The regulator's action against Huatu Shanding is less about the absolute size of the transactions and more about enforcement posture and market signalling. Chinese regulators have been tightening supervision of disclosure, related‑party dealings and the education sector's compliance since the tutoring crackdown; this case shows that scrutiny now extends to how education providers structure intercompany support and public reporting. For investors, the episode flags governance and internal control weaknesses that could presage further operational or regulatory risks. For management, the warning letters and the integrity database listing are tangible costs: they create friction for future dealings, elevate scrutiny from auditors and counterparties, and could depress investor confidence in the group's listed securities. Expect the company to strengthen approval processes, disclose remediation measures, and possibly face enhanced follow‑up from regulators—failure to do so could invite heavier penalties or market sanctions.

China Daily Brief Editorial
Strategic Insight
China Daily Brief

Sichuan's securities regulator has ordered corrective measures and issued warning letters to senior executives of Huatu Shanding Design Co. (ticker: 300492.SZ) after finding failures in corporate disclosure and governance. The probe identified two categories of lapses: the company provided nearly RMB 39.3 million in financial support tied to student refunds for an affiliate without prior board review or public disclosure, and it failed to timely disclose roughly RMB 29.6 million in related‑party transactions with another connected entity.

The regulator's review shows that between September 2024 and May 2025 Huatu Shanding financed refunds for students of Beijing Zhongshi Huatu Culture Development Co., amounting to RMB 39,290,800. Separately, transactions with Beijing Huatu Shangxue Education Technology Co. from January to May 2025 totaled RMB 29,585,600. The company did not follow the required internal approval and information‑disclosure procedures, and the board only considered a supplementary confirmation of the related‑party transactions on 29 August 2025.

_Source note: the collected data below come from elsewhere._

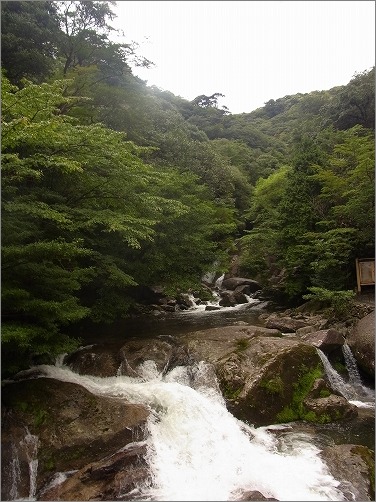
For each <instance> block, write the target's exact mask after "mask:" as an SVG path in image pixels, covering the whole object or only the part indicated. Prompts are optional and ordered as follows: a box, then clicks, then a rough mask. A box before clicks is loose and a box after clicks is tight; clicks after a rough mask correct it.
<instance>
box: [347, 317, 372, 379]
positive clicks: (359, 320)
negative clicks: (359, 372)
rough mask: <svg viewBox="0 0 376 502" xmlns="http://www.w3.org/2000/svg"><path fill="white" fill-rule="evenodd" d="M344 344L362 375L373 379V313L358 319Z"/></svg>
mask: <svg viewBox="0 0 376 502" xmlns="http://www.w3.org/2000/svg"><path fill="white" fill-rule="evenodd" d="M346 342H347V344H348V345H349V347H350V348H351V351H352V353H353V355H354V357H355V359H356V362H357V364H358V365H359V367H360V368H361V369H362V370H363V371H364V373H365V374H366V375H367V376H369V377H371V378H374V377H375V312H374V311H373V312H371V313H370V314H368V315H366V316H365V317H363V318H362V319H360V320H359V321H358V322H357V323H356V325H355V326H354V328H353V329H352V330H351V333H350V334H349V336H348V337H347V338H346Z"/></svg>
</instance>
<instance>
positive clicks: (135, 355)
mask: <svg viewBox="0 0 376 502" xmlns="http://www.w3.org/2000/svg"><path fill="white" fill-rule="evenodd" d="M120 355H121V359H122V363H121V367H120V372H121V374H122V375H127V376H131V377H142V376H143V375H144V374H145V371H146V372H148V371H152V372H154V373H155V376H156V375H157V374H158V373H163V374H165V373H167V372H169V371H171V370H172V369H173V368H175V367H176V366H186V365H189V364H191V362H192V361H193V360H192V358H191V355H190V354H189V351H188V350H187V348H186V347H184V346H183V345H182V344H181V343H178V342H177V341H176V340H175V339H174V338H173V337H167V336H164V337H163V336H160V337H159V338H142V339H138V340H129V341H128V342H126V343H125V344H124V345H123V346H122V348H121V349H120ZM145 365H147V366H146V367H145Z"/></svg>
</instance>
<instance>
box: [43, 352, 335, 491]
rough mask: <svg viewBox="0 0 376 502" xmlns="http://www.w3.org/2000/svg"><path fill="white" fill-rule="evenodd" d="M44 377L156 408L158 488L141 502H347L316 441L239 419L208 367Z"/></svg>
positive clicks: (149, 424) (148, 456)
mask: <svg viewBox="0 0 376 502" xmlns="http://www.w3.org/2000/svg"><path fill="white" fill-rule="evenodd" d="M39 369H40V370H42V372H43V374H44V375H45V376H47V377H50V378H55V379H58V380H62V381H66V382H72V383H76V384H79V385H81V386H83V387H85V388H86V389H87V390H89V391H90V392H92V393H94V394H97V395H105V396H107V397H116V398H124V399H126V400H127V401H130V402H134V403H143V404H145V405H147V406H149V407H150V409H151V414H150V418H149V419H148V423H147V430H148V433H149V434H148V437H147V461H148V465H149V467H150V471H151V474H152V479H153V484H152V486H140V487H139V492H140V494H141V496H139V497H138V500H175V501H183V500H211V501H213V500H237V499H239V498H240V497H241V496H242V494H243V493H244V492H246V491H250V490H258V491H260V492H261V493H263V495H264V496H266V497H274V498H276V499H278V500H289V501H294V500H299V501H303V500H307V501H312V500H315V501H319V500H344V496H343V495H342V493H341V492H340V491H339V489H338V486H339V482H338V481H336V480H335V479H334V478H333V477H332V476H331V475H330V474H329V472H328V470H327V467H326V465H325V464H324V463H323V461H322V460H321V459H320V457H319V450H318V449H317V448H316V447H315V446H314V445H312V444H311V443H310V437H308V436H307V438H306V439H307V440H304V439H302V438H301V437H299V438H296V439H295V440H294V439H291V438H290V442H289V443H288V444H287V443H286V444H283V443H281V440H279V441H277V440H276V439H275V437H274V436H273V435H272V434H271V433H270V432H268V431H267V430H266V429H263V428H259V429H255V428H253V427H250V426H248V425H246V424H245V423H243V422H241V421H239V420H237V419H236V418H234V417H233V415H231V413H229V412H228V410H227V409H226V406H225V402H224V399H223V397H222V395H221V394H220V393H219V392H218V391H217V389H216V386H215V385H212V379H213V372H212V371H211V367H210V366H208V365H206V364H204V363H200V364H199V365H195V366H191V367H177V368H174V369H173V370H171V371H170V372H169V373H167V374H165V375H163V373H159V372H158V371H157V369H156V367H155V364H154V363H152V362H150V361H149V362H146V363H145V364H144V365H143V366H142V367H141V368H139V370H138V373H139V375H140V376H139V377H138V378H131V377H126V376H117V377H108V378H99V377H94V376H87V375H78V374H76V373H73V372H72V371H71V370H70V369H69V368H67V367H56V366H41V367H39Z"/></svg>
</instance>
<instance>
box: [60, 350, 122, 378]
mask: <svg viewBox="0 0 376 502" xmlns="http://www.w3.org/2000/svg"><path fill="white" fill-rule="evenodd" d="M120 363H121V359H120V357H119V355H118V354H117V350H116V349H114V350H113V351H112V350H111V346H110V345H109V344H106V345H105V344H98V345H90V346H87V347H83V348H81V349H79V350H77V351H76V352H73V353H72V354H70V355H69V356H67V357H66V358H65V360H64V364H66V365H67V366H68V367H69V368H71V370H72V371H74V372H75V373H78V374H79V375H93V376H99V377H109V376H116V374H117V371H118V368H119V366H120Z"/></svg>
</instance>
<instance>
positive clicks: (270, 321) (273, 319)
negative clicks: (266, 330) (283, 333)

Under China's Information Disclosure Management Measures, the Sichuan Securities Regulatory Bureau held chairman Wu Zhenggao, CEO Yi Xiaoying, deputy general manager and board secretary Xiao Delun, and CFO Zheng Tianxiang responsible. The regulator imposed an administrative order to rectify the violations, issued warning letters to the named executives, and recorded the action in the securities and futures market integrity database, a record that can carry reputational and compliance consequences.

Separately, a wholly owned subsidiary, Huatu Education Technology Co.'s Daqing branch, was administratively penalised by the Daqing cultural, radio, television and tourism authority for failing to register certain publications and for distributing publications deemed illegal. Authorities confiscated 560 copies of 14 titles of exam‑preparation material and imposed a RMB 27,000 fine. The company declaration in its financial statements identifies Huatu Education Technology as a fully owned subsidiary of Huatu Shanding.

Taken together, the measures illustrate intensifying regulatory scrutiny on disclosure practices and compliance in companies that straddle education services and capital markets. While the monetary amounts involved are modest relative to many listed firms, the enforcement highlights governance weaknesses that regulators in China have been addressing more vigorously since the overhaul of private tutoring rules and broader demands for greater transparency from listed issuers.

For investors and managers, the immediate implications are practical and reputational. The corrective order and public warning letters increase compliance obligations and raise the prospect of heightened oversight on future related‑party dealings. Inclusion in the integrity database can complicate access to regulatory approvals and heighten market sensitivity to any further operational or disclosure missteps by Huatu's group firms.